Long queues were witnessed across the country as motorists and boda boda operators scrambled for the little fuel in some petrol stations. Public frustration with the rising cost of essential goods and services was evident across the country as providers hiked prices.

In Bungoma, lawyer Ken Amondi on behalf of a lobby group from Kisumu

told Justice Stephen Riechi

that Treasury Cabinet Secretary Henry Rotich had flouted core constitutional principles and values in levying the tax that has caused a public outcry.

Amid rising pressure, National Assembly Speaker Justin Muturi chaired a meeting of heads in the Executive yesterday to find a solution to the emerging crisis.
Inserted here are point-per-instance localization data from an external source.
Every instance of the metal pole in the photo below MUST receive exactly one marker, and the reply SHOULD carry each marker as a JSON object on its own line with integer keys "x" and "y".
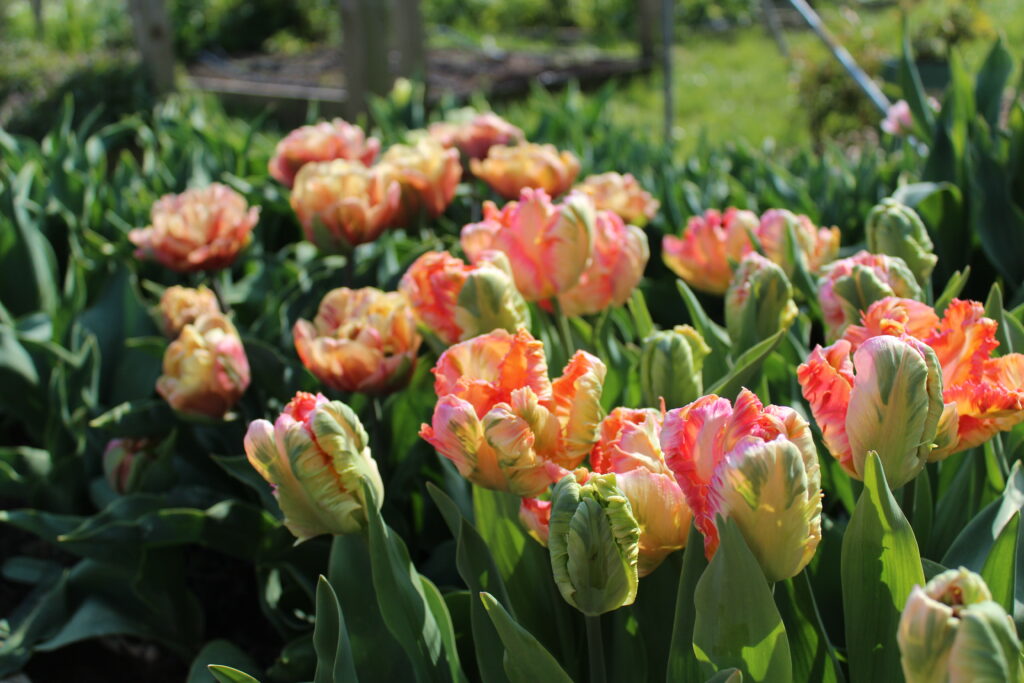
{"x": 841, "y": 53}
{"x": 667, "y": 22}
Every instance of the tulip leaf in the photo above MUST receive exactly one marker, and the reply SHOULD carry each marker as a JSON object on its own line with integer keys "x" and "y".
{"x": 477, "y": 568}
{"x": 999, "y": 570}
{"x": 221, "y": 651}
{"x": 334, "y": 654}
{"x": 881, "y": 565}
{"x": 525, "y": 659}
{"x": 813, "y": 656}
{"x": 683, "y": 666}
{"x": 745, "y": 368}
{"x": 403, "y": 605}
{"x": 737, "y": 624}
{"x": 228, "y": 675}
{"x": 716, "y": 365}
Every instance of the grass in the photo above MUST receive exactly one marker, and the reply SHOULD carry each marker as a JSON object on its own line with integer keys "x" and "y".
{"x": 737, "y": 85}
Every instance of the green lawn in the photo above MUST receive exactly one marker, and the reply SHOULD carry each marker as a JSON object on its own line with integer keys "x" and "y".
{"x": 738, "y": 86}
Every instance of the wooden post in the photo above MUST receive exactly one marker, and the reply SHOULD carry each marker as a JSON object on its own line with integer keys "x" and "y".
{"x": 410, "y": 41}
{"x": 152, "y": 27}
{"x": 365, "y": 52}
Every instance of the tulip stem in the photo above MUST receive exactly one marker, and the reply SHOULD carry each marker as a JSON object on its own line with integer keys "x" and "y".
{"x": 563, "y": 328}
{"x": 595, "y": 648}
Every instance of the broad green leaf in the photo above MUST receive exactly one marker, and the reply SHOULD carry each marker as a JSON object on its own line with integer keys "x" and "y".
{"x": 334, "y": 654}
{"x": 745, "y": 368}
{"x": 999, "y": 570}
{"x": 813, "y": 656}
{"x": 525, "y": 659}
{"x": 737, "y": 624}
{"x": 228, "y": 675}
{"x": 401, "y": 600}
{"x": 683, "y": 666}
{"x": 477, "y": 568}
{"x": 218, "y": 651}
{"x": 716, "y": 365}
{"x": 881, "y": 564}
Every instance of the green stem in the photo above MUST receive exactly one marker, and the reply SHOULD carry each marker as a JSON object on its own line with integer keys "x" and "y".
{"x": 595, "y": 648}
{"x": 563, "y": 328}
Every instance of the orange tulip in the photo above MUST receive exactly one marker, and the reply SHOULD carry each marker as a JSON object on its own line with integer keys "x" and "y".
{"x": 181, "y": 305}
{"x": 457, "y": 301}
{"x": 548, "y": 245}
{"x": 429, "y": 175}
{"x": 709, "y": 247}
{"x": 361, "y": 340}
{"x": 503, "y": 423}
{"x": 622, "y": 194}
{"x": 617, "y": 260}
{"x": 205, "y": 369}
{"x": 983, "y": 394}
{"x": 326, "y": 140}
{"x": 755, "y": 464}
{"x": 629, "y": 445}
{"x": 509, "y": 170}
{"x": 474, "y": 133}
{"x": 341, "y": 204}
{"x": 199, "y": 229}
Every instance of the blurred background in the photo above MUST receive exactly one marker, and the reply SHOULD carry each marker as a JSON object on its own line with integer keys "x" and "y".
{"x": 731, "y": 78}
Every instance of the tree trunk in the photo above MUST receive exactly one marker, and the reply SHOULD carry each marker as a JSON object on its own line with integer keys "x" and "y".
{"x": 152, "y": 28}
It was attended by Treasury Cabinet Secretary Henry Rotich, Attorney General Paul Kihara, Solicitor General

Ken Ogeto, Deputy Chief of Staff Njee Muturi, Majority leader Aden Duale, National Assembly Clerk Michael Sialai, Budget committee chairman Kimani Ichung’wa and Finance committee chairman Joseph Limo.
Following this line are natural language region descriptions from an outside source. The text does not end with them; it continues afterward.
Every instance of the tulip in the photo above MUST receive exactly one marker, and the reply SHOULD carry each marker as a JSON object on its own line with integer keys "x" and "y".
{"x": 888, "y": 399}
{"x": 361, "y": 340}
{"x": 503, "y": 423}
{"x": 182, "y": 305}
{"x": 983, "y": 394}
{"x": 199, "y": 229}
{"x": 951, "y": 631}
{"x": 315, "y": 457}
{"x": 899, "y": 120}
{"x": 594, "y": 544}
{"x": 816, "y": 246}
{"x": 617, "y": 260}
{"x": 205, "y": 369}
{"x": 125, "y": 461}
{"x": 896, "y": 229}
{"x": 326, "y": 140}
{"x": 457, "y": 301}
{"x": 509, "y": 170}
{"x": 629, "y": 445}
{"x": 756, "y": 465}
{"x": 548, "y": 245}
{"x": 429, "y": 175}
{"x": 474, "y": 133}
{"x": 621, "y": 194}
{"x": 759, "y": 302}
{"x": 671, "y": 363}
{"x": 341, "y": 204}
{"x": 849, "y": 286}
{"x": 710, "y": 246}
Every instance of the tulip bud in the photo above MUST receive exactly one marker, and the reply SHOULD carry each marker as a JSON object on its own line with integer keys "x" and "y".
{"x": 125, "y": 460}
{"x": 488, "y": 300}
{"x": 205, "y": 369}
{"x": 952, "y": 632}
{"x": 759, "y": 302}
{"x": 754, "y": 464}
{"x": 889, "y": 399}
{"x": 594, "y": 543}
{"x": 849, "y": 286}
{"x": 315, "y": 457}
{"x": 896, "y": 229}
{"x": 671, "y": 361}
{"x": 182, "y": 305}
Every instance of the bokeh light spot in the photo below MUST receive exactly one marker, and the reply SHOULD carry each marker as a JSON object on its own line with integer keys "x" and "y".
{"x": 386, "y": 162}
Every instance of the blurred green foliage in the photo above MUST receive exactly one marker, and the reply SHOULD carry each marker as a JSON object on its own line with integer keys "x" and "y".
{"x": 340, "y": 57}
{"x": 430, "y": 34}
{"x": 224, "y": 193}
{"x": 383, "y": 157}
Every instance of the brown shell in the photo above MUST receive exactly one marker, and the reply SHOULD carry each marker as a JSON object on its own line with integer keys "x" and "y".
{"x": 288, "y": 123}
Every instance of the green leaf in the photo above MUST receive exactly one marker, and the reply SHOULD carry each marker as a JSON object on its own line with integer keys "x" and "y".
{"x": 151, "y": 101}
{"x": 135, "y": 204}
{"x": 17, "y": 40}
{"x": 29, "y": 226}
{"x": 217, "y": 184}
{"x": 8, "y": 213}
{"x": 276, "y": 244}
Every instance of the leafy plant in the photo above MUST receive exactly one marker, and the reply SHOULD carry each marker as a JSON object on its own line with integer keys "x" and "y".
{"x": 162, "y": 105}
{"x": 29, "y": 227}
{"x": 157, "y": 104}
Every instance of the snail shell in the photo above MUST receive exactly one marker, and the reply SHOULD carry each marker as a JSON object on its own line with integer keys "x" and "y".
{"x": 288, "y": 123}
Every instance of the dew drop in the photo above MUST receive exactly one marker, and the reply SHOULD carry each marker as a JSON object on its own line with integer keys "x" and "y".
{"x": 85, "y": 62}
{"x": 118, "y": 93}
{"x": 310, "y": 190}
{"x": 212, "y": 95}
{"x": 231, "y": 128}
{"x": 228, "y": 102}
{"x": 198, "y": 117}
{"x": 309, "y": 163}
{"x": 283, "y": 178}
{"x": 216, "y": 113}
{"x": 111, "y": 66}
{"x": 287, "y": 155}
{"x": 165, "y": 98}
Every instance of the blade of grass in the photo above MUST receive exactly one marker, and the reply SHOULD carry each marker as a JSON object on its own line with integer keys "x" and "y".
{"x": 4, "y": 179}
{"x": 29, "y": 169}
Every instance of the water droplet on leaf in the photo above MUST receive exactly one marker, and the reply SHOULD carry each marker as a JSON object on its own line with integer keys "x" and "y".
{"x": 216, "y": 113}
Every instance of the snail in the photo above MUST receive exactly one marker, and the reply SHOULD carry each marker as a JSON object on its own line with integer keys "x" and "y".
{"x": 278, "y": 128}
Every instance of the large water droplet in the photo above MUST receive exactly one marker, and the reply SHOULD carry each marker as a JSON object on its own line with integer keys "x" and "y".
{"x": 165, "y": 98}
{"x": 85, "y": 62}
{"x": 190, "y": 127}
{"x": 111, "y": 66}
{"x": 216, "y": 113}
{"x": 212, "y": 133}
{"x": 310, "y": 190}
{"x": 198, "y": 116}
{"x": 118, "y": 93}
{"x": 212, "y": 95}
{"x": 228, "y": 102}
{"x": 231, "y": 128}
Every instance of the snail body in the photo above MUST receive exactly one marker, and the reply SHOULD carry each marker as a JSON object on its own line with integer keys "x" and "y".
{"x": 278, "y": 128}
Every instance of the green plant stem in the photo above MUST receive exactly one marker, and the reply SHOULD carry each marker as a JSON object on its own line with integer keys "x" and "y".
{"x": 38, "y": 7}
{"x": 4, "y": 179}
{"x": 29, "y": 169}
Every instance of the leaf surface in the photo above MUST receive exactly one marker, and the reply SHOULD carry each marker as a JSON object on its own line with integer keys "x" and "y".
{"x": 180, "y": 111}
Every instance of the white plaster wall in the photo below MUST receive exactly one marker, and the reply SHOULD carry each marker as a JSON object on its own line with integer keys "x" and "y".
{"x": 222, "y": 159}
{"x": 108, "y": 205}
The tax was first introduced on kerosene, diesel, petrol and jet fuel in the Value Added Tax Act of 2013, with a three-year grace period. It would have been effected in 2016.

But lawmakers in the 11th Parliament voted to defer its introduction to September 1, 2018.
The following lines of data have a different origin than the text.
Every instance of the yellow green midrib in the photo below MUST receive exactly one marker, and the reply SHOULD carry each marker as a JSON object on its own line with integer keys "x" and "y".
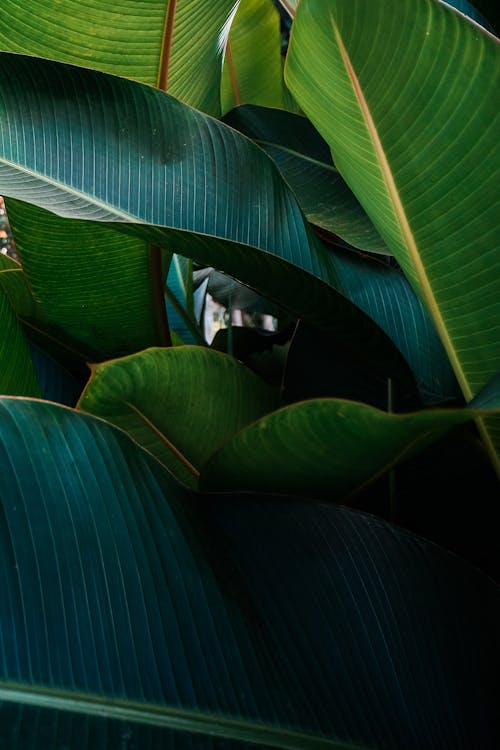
{"x": 409, "y": 239}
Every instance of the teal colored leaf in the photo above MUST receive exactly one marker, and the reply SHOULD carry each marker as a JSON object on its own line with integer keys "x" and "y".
{"x": 406, "y": 96}
{"x": 135, "y": 612}
{"x": 17, "y": 374}
{"x": 304, "y": 160}
{"x": 253, "y": 67}
{"x": 172, "y": 44}
{"x": 180, "y": 301}
{"x": 179, "y": 403}
{"x": 240, "y": 218}
{"x": 328, "y": 448}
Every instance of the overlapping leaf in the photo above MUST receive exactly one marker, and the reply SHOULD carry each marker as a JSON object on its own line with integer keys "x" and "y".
{"x": 305, "y": 162}
{"x": 253, "y": 67}
{"x": 94, "y": 289}
{"x": 17, "y": 374}
{"x": 134, "y": 612}
{"x": 406, "y": 96}
{"x": 173, "y": 44}
{"x": 179, "y": 403}
{"x": 119, "y": 151}
{"x": 327, "y": 447}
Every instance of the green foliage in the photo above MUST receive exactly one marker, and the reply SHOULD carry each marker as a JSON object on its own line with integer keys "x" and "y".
{"x": 152, "y": 588}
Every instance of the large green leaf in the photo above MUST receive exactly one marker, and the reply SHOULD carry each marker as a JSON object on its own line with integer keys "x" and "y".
{"x": 406, "y": 94}
{"x": 180, "y": 403}
{"x": 93, "y": 288}
{"x": 172, "y": 44}
{"x": 305, "y": 162}
{"x": 17, "y": 373}
{"x": 325, "y": 447}
{"x": 142, "y": 158}
{"x": 253, "y": 67}
{"x": 180, "y": 300}
{"x": 136, "y": 613}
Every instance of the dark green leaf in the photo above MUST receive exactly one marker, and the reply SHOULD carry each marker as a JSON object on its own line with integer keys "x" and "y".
{"x": 289, "y": 624}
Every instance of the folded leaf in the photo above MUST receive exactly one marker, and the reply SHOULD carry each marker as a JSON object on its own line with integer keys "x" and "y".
{"x": 253, "y": 68}
{"x": 134, "y": 612}
{"x": 179, "y": 403}
{"x": 94, "y": 289}
{"x": 172, "y": 44}
{"x": 325, "y": 447}
{"x": 305, "y": 162}
{"x": 17, "y": 373}
{"x": 200, "y": 188}
{"x": 405, "y": 94}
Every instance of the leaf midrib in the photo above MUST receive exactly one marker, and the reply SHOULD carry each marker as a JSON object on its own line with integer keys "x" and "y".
{"x": 401, "y": 217}
{"x": 167, "y": 717}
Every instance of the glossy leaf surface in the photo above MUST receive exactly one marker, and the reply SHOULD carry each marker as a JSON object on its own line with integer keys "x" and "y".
{"x": 305, "y": 162}
{"x": 17, "y": 373}
{"x": 172, "y": 44}
{"x": 156, "y": 397}
{"x": 327, "y": 447}
{"x": 210, "y": 192}
{"x": 406, "y": 96}
{"x": 253, "y": 68}
{"x": 292, "y": 625}
{"x": 94, "y": 289}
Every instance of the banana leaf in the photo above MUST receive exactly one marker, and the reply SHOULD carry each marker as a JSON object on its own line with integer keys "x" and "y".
{"x": 305, "y": 162}
{"x": 241, "y": 219}
{"x": 156, "y": 395}
{"x": 253, "y": 67}
{"x": 406, "y": 95}
{"x": 136, "y": 613}
{"x": 172, "y": 44}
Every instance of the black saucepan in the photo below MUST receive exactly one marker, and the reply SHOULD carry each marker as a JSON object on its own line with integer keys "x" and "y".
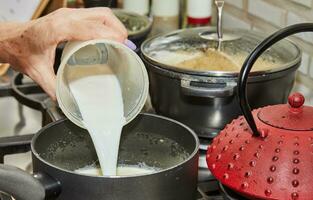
{"x": 62, "y": 147}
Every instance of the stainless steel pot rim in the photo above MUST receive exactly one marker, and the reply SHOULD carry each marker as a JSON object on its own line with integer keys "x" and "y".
{"x": 193, "y": 154}
{"x": 253, "y": 76}
{"x": 219, "y": 73}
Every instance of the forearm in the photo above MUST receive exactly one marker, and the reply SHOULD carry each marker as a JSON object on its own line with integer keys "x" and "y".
{"x": 9, "y": 32}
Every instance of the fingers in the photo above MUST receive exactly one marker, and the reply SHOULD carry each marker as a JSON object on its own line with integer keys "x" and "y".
{"x": 45, "y": 78}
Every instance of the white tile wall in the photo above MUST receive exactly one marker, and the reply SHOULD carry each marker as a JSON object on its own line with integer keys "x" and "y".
{"x": 236, "y": 3}
{"x": 268, "y": 12}
{"x": 293, "y": 18}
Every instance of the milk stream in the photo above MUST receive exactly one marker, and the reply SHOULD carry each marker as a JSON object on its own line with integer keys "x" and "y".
{"x": 122, "y": 170}
{"x": 99, "y": 98}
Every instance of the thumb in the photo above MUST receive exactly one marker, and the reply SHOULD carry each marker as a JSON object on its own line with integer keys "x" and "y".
{"x": 46, "y": 79}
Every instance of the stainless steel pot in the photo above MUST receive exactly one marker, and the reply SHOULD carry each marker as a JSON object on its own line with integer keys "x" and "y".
{"x": 62, "y": 147}
{"x": 203, "y": 99}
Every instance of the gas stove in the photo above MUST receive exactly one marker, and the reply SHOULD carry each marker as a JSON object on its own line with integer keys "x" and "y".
{"x": 29, "y": 94}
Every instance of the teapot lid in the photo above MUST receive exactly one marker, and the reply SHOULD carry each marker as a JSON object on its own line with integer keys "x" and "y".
{"x": 292, "y": 116}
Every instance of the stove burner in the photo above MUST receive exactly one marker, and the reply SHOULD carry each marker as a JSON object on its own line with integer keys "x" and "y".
{"x": 27, "y": 92}
{"x": 4, "y": 196}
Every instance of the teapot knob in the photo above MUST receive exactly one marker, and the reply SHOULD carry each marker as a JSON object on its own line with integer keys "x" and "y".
{"x": 296, "y": 100}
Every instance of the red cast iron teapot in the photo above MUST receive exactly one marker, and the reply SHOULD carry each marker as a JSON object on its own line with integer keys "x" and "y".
{"x": 266, "y": 154}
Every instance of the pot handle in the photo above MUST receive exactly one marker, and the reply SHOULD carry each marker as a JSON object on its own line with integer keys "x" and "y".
{"x": 19, "y": 184}
{"x": 204, "y": 90}
{"x": 251, "y": 59}
{"x": 14, "y": 144}
{"x": 23, "y": 186}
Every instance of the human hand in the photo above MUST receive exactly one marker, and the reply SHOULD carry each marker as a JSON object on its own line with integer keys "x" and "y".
{"x": 30, "y": 47}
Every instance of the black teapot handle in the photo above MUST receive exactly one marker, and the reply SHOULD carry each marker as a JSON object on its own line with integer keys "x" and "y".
{"x": 251, "y": 59}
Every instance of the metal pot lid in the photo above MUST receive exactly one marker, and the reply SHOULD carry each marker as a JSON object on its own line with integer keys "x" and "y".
{"x": 194, "y": 50}
{"x": 293, "y": 116}
{"x": 277, "y": 165}
{"x": 134, "y": 23}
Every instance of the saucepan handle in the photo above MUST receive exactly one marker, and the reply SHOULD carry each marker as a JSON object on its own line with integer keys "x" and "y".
{"x": 214, "y": 90}
{"x": 23, "y": 186}
{"x": 251, "y": 59}
{"x": 14, "y": 144}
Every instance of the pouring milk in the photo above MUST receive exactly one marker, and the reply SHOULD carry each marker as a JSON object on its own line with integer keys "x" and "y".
{"x": 98, "y": 95}
{"x": 99, "y": 98}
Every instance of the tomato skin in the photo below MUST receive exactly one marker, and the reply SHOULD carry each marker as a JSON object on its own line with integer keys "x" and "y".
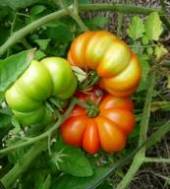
{"x": 115, "y": 63}
{"x": 50, "y": 77}
{"x": 108, "y": 130}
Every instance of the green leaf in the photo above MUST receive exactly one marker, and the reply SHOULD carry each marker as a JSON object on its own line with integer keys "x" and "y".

During the debate on the Finance Bill 2018 last week, Parliament unanimously voted for an amendment moved by Minority Whip Junet Mohamed to suspend the tax for another two years.

However, Rotich proceeded to authorise implementation of the tax from last Saturday, amid hue and cry over the high cost of living.



The vote was seen as a blow to government efforts to raise revenue through higher taxes to service its debt and finance its development agenda.

The tax was imposed subsequent to conditions set by the International Monetary to reduce borrowing and raise revenues locally.

In March, IMF approved Kenya’s request for a 6-month extension of the stand-by arrangement to allow additional time to complete the outstanding reviews of its monetary policy.

IMF approved the $1.5 billion facility on March 14, 2016, for a period of 24 months. It is precautionary insurance that Kenya could draw on should the economy be in distress.

Although the facility was to expire on March 14, 2018, IMF revealed that the credit had been suspended mid-last year before expiry date because Kenya had failed to meet the agreed fiscal deficit reduction targets.

Yesterday police had to be called in to force transporters on go slow to pick fuel.

A contingent of General Service Unit police flushed out dealers staging protests at a fuel depot in Industrial Area.

The wholesalers under Kenya Independent Petroleum Distributors Association (Kipeda) had vowed to disrupt the distribution of fuel to protest the (VAT).

The police cleared the barricades and forced transporters to fill trucks

before they were escorted out of the Industrial Area depot as the government moved to allay the biting fuel shortage in the country.

Citing section 85 of the Energy Act (2006, the Electricity Regulatory Commission Wednesday suspended the Kipeda Holdings Limited licence over what it described as economic sabotage.


According to ERC, the firm was behind an elaborate intimidation scheme that has seen fuel transporters stage a strike over the implementation of the VAT on petroleum products. The strike triggered fuel shortages in Nairobi and Mombasa.

In Parliament,

Muturi assured Kenyans that the matter will be resolved in due course and appealed for patience.

“This was just the first meeting but I want to assure you that going forward, we will be able to address the concerns of Kenyans. We were just trying to address the issue of fuel prices. Work is in progress,” Muturi said.

Rotich said: “We have started consultations today with a view of solving the issue at hand. We will hold a series of meetings until we get a solution. Out of these meetings, we will inform Kenyans accordingly on the progress.”

Deputy President William Ruto had assured Kenyans that the Executive would work with Parliament to resolve the rising fuel cost in the country, while Nasa leader Raila Odinga said Uhuru would revisit the issue.

Ruto said a balance would be struck between the government’s development plans and the need to cushion the public against price increases.

“The Executive will be meeting Parliament so as to address the concerns raised by Kenyans. As a matter of fact, a solution will be reached,” Ruto said.